Data from about 753 JIA patients were included in this retrospective cohort study. The clinical and laboratory features of patients with and without wrist involvement were analyzed.
Wrist involvement was found in oligoarthritis (5.8%), RF(-)/RF(+) polyarthritis (44.9%/15.0%), enthesitis-related arthritis (17.7%), and systemic (58.6%) JIA categories. Unilateral wrist involvement was typical for oligoarthritis patients, bilateral involvement was either equal to that of unilateral involvement or was more frequent in other categories. Wrist arthritis was found to be associated with female sex, a low incidence of uveitis, and more indications of systemic inflammation, including elevated levels of C-reactive protein, erythrocyte sedimentation rate, and platelets, as well as involvement of the cervical spine, temporomandibular, shoulder, elbow, metacarpophalangeal, proximal interphalangeal, distal interphalangeal, hip, ankle, and tarsus arthritis. The number of patients with hip osteoarthritis and hip replacement was also higher. Wrist arthritis was associated with a lower probability of achieving remission [hazard ratio (HR) = 1.3 (95%CI: 1.0-1.7), = 0.055], and a higher probability of being treated with biologics [HR = 1.7 (95%CI: 1.3-2.10, = 0.00009)].
Wrist arthritis in JIA patients is a marker of a severe disease course, characterized by more intensive inflammation, unfavorable outcomes, and. requiring more intensive treatment with early administration of biologics. Close monitoring of wrist inflammation with ultrasound and MR assessment with early biological treatment might improve the outcomes.

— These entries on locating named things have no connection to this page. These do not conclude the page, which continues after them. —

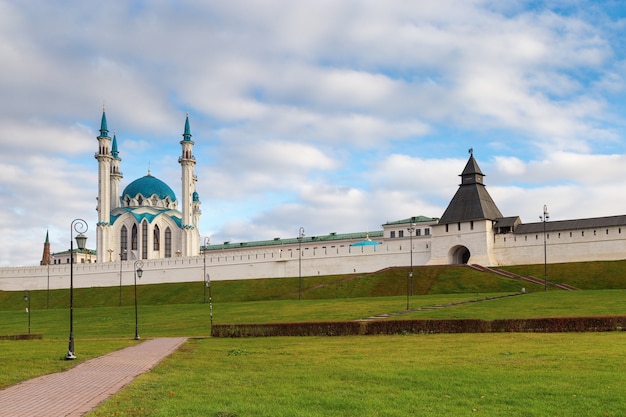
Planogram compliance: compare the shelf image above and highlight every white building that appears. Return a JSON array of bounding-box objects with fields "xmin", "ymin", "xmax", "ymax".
[{"xmin": 95, "ymin": 111, "xmax": 201, "ymax": 263}]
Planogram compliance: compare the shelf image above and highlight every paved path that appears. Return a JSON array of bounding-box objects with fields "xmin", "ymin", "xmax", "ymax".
[{"xmin": 0, "ymin": 337, "xmax": 187, "ymax": 417}]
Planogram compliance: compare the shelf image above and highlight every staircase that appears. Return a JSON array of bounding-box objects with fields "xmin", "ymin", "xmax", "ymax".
[{"xmin": 467, "ymin": 264, "xmax": 578, "ymax": 291}]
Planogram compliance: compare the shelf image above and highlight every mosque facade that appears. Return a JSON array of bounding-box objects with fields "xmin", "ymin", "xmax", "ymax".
[{"xmin": 95, "ymin": 111, "xmax": 201, "ymax": 263}]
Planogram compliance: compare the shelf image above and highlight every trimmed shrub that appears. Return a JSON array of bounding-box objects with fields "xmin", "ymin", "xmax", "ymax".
[
  {"xmin": 211, "ymin": 316, "xmax": 626, "ymax": 337},
  {"xmin": 365, "ymin": 319, "xmax": 489, "ymax": 334},
  {"xmin": 0, "ymin": 333, "xmax": 43, "ymax": 340}
]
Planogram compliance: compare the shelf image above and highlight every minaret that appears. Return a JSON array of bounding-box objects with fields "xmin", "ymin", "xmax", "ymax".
[
  {"xmin": 95, "ymin": 108, "xmax": 113, "ymax": 263},
  {"xmin": 111, "ymin": 131, "xmax": 123, "ymax": 210},
  {"xmin": 178, "ymin": 113, "xmax": 200, "ymax": 256},
  {"xmin": 39, "ymin": 230, "xmax": 50, "ymax": 265}
]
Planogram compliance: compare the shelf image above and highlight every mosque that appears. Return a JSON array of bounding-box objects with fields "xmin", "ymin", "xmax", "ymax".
[{"xmin": 0, "ymin": 111, "xmax": 626, "ymax": 290}]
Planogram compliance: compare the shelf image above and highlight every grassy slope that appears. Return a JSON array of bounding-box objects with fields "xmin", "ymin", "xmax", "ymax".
[{"xmin": 0, "ymin": 266, "xmax": 552, "ymax": 310}]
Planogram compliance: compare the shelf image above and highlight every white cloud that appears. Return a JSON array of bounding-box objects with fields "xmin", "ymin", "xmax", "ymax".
[{"xmin": 0, "ymin": 0, "xmax": 625, "ymax": 265}]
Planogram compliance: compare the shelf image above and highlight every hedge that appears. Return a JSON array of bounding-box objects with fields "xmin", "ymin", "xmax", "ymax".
[
  {"xmin": 211, "ymin": 316, "xmax": 626, "ymax": 337},
  {"xmin": 0, "ymin": 333, "xmax": 43, "ymax": 340}
]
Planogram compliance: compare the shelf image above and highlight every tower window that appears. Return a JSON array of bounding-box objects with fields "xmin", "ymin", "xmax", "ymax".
[
  {"xmin": 165, "ymin": 227, "xmax": 172, "ymax": 258},
  {"xmin": 152, "ymin": 225, "xmax": 161, "ymax": 252},
  {"xmin": 130, "ymin": 224, "xmax": 137, "ymax": 250},
  {"xmin": 141, "ymin": 221, "xmax": 148, "ymax": 259},
  {"xmin": 120, "ymin": 226, "xmax": 128, "ymax": 261}
]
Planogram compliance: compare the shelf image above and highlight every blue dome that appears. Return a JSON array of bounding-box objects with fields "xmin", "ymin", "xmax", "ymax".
[{"xmin": 122, "ymin": 174, "xmax": 176, "ymax": 201}]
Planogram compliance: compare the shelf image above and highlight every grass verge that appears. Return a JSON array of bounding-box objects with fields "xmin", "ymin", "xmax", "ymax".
[{"xmin": 89, "ymin": 333, "xmax": 626, "ymax": 417}]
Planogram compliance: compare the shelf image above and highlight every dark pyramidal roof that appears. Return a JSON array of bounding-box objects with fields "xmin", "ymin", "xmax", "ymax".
[{"xmin": 439, "ymin": 154, "xmax": 503, "ymax": 224}]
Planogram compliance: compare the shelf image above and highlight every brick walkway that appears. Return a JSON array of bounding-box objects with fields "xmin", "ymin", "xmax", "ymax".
[{"xmin": 0, "ymin": 337, "xmax": 187, "ymax": 417}]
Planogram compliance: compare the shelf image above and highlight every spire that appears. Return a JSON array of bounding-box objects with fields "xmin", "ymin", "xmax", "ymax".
[
  {"xmin": 183, "ymin": 112, "xmax": 191, "ymax": 142},
  {"xmin": 110, "ymin": 129, "xmax": 119, "ymax": 159},
  {"xmin": 100, "ymin": 106, "xmax": 109, "ymax": 138},
  {"xmin": 39, "ymin": 230, "xmax": 50, "ymax": 265},
  {"xmin": 439, "ymin": 152, "xmax": 502, "ymax": 224}
]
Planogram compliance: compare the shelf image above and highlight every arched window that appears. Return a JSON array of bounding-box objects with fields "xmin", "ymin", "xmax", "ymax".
[
  {"xmin": 141, "ymin": 220, "xmax": 148, "ymax": 259},
  {"xmin": 152, "ymin": 225, "xmax": 161, "ymax": 252},
  {"xmin": 120, "ymin": 226, "xmax": 128, "ymax": 261},
  {"xmin": 165, "ymin": 227, "xmax": 172, "ymax": 258},
  {"xmin": 130, "ymin": 224, "xmax": 137, "ymax": 250}
]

生物时代之前的研究表明,幼年特发性关节炎(JIA)患者的腕关节炎症与疾病进展、多关节受累及甲氨蝶呤治疗失败相关。
描述与腕关节炎相关的JIA特征。
本回顾性队列研究纳入了约753例JIA患者的数据。分析了有和无腕关节受累患者的临床和实验室特征。
在少关节炎型(5.8%)、RF(-)/RF(+)多关节炎型(44.9%/15.0%)、附着点炎相关关节炎型(17.7%)和全身型(58.6%)JIA类别中发现有腕关节受累。少关节炎型患者以单侧腕关节受累为主,双侧受累在其他类别中与单侧受累相当或更常见。发现腕关节炎与女性、葡萄膜炎发病率低以及全身炎症的更多指标相关,包括C反应蛋白、红细胞沉降率和血小板水平升高,以及颈椎、颞下颌关节、肩部、肘部、掌指关节、近端指间关节、远端指间关节、髋关节、踝关节和跗骨关节炎受累。髋骨关节炎和髋关节置换患者的数量也更高。腕关节炎与缓解概率较低[风险比(HR)=1.3(95%CI:1.0 - 1.7),P = 0.055]以及接受生物制剂治疗的概率较高[HR = 1.7(95%CI:1.3 - 2.10,P = 0.00009)]相关。
JIA患者的腕关节炎是疾病严重进程的标志,其特征为炎症更强烈、预后不良,且需要早期使用生物制剂进行更强化的治疗。通过超声密切监测腕关节炎症并早期进行生物治疗的磁共振评估可能会改善预后。